The news about her feet was different. She had been reassured over and over that they could likely be revascularized, and she held onto that hope tightly. A woman of deep faith, she prayed relentlessly, leaned on her pastor’s visits, and believed wholeheartedly in the possibility of a miracle. “I’ve seen God work in the lives of my family and community,” she says. “I truly believed He could save my feet.” In the end, the miracle looked different than she had imagined. Her feet were not healing. Keeping them meant risking her life, and choosing survival meant losing all four limbs.
“Living without hands was one thing,” she admits. “But living without all of my limbs felt like a nightmare. In the beginning, I couldn’t see how I could ever be independent or happy again.” But even in that moment, one of the darkest of her life, she made a decision that would shape her healing. “I knew my attitude had to change,” she says. "I was devastated but determined to get back to the life that I was living before I got sick. I’ve continued to be hopeful, even on the hard days, that I will be able to do all of the things that I want to do, including living independently again." she explains.
The road from the hospital bed to rebuilding her daily life has been anything but linear. “Slow,” she says with a laugh. “Very, very slow. And I’m not a patient person.” Insurance approvals, outside funding, fabrication of prosthetics, learning to use her body in new ways...each step required weeks or months of waiting. But the journey also opened her eyes to an entirely new world.
“Before this, I didn’t know anything about prosthetics,” she says. “Now I’m amazed. It’s incredible what these devices can do.” She uses her prosthetic legs every day, while her upper-limb devices are still in development. As she waits, she leans on others for help, which has been a humbling, vulnerable experience that has taught her that strength isn’t only physical. “Strength is asking for help,” she says. “It’s grieving and still celebrating what you’ve gained. It’s moving forward even on the days that feel impossible.”
Celeste is honest about the emotional toll this has taken. “It’s impossible to avoid sadness,” she says. “Every day, I remember how easy life used to be.” To manage the mental hurdles, she builds structure into her days: prayer, meditation, staying busy, being intentional about redirecting negative thoughts. Her dad’s words echo in her mind: “An idle mind is the devil’s playground.”
Her favorite distraction and source of joy is her dog, Duke. She smiles, “Playing with him, training him, just being around him… it brings me so much happiness.” She also works closely with mental-health professionals, reminding herself that trauma changes the brain and that needing help is not weakness. “There is absolutely no shame in getting help,” she says. “We aren’t meant to do this alone.”

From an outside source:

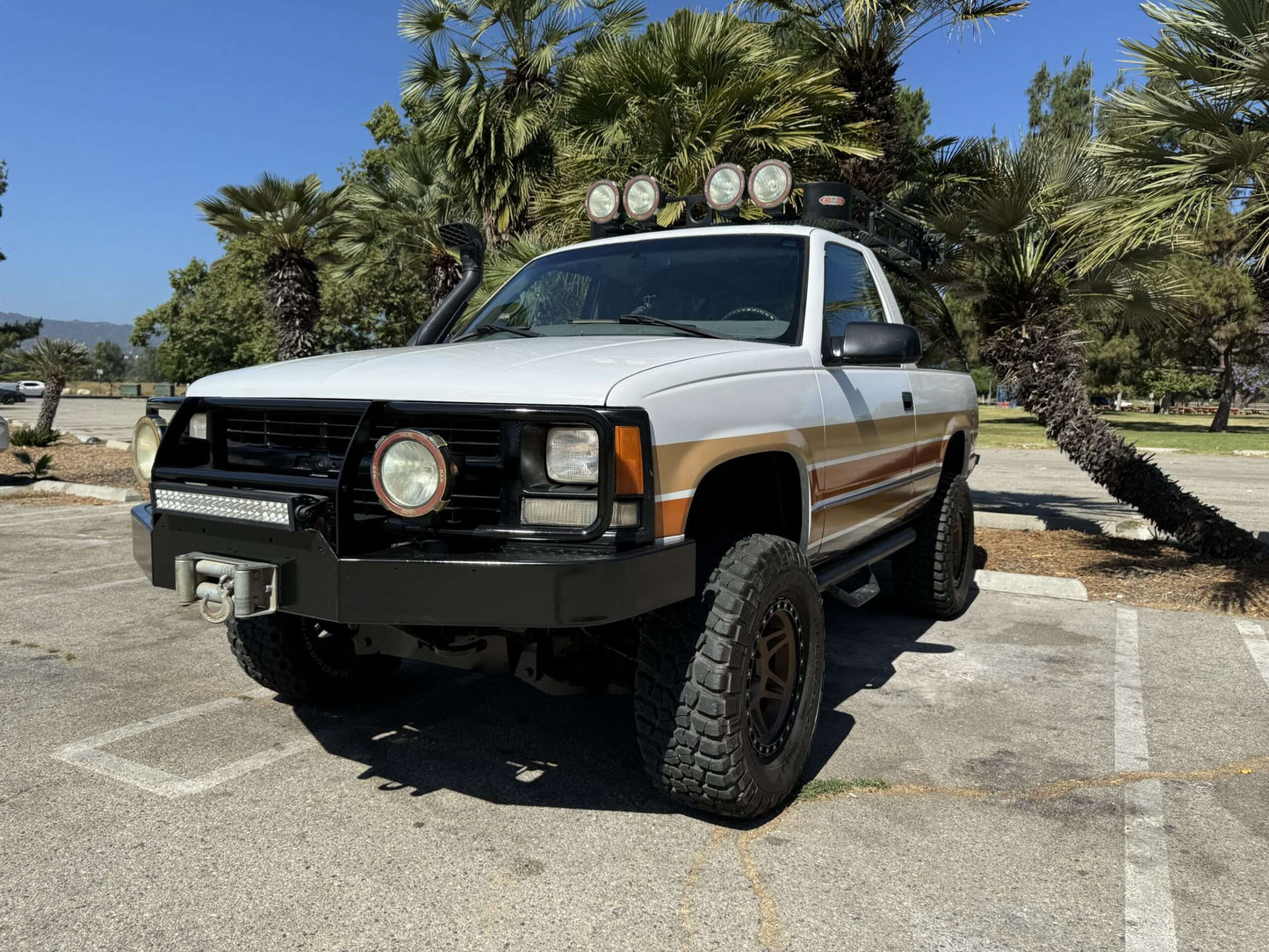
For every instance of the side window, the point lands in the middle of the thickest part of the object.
(923, 308)
(849, 291)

Small victories have become major milestones. Walking again. Laughing again. And even picking up new hobbies, like pickleball. Her brother had played for years, and she always intended to join him but could never fit it into her packed schedule. “I regret not playing with him before I got sick,” she says. “But now I’ve played several times, and it feels incredible. I was once worried I’d never walk again. Playing a sport feels like a gift.”

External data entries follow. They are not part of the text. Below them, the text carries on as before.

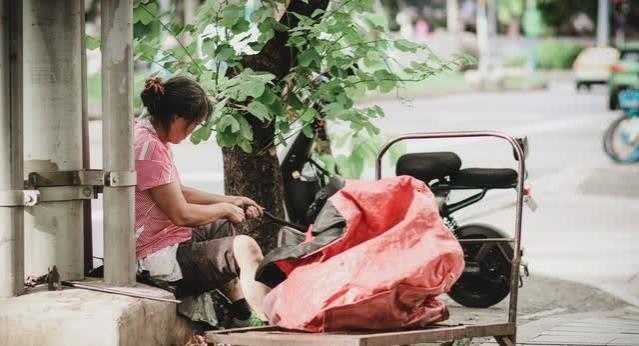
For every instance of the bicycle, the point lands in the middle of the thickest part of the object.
(621, 139)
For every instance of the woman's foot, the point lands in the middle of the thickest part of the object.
(252, 321)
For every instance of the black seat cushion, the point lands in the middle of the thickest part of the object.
(485, 177)
(428, 166)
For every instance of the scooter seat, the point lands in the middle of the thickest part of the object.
(485, 178)
(428, 166)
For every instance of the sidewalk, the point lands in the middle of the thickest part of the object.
(617, 327)
(585, 232)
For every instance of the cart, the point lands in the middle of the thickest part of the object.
(504, 333)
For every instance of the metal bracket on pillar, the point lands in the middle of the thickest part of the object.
(94, 177)
(120, 178)
(67, 185)
(19, 198)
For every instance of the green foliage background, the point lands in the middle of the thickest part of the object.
(344, 54)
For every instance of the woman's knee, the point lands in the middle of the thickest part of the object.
(245, 247)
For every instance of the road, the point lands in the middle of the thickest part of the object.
(584, 229)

She’s also slowly returning to her favorite pre-illness passion: baking. Adaptive equipment has helped, but it’s still a work in progress. “I’m not fully independent with it yet,” she says. “But one day I will be. I believe that.”
If there’s one thing Celeste is adamant about, it’s that she hasn’t walked this road alone. Her support system has wrapped around her from the moment she fell ill: family, friends, coworkers, church members, hospital staff, therapists, parents of her former patients, and countless people from the community. “I am incredibly blessed,” she says. “Not everyone has what I have. My support system has carried me.”

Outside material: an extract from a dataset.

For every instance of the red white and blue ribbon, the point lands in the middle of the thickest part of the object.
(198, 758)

At twenty-four years old, this is not the life that Celeste saw herself living, but after what she's been through, she remains grateful for another chance at life and the lessons she is learning from her new normal. This has been a process of waiting, and healing, and learning. But since her illness, she has discovered a strength she never knew she had. “I used to think strength was physical,” she says. “Now I know it’s a mindset. It’s choosing to keep going, even when it feels like you can't.”
The greatest lesson she wants to share with anyone facing unimaginable hardship? “Don’t compare your progress to anyone else’s. Everyone’s journey is different. The only comparison that matters is whether you’re doing better than you were yesterday, nd whether you’re doing your best. That’s what counts.”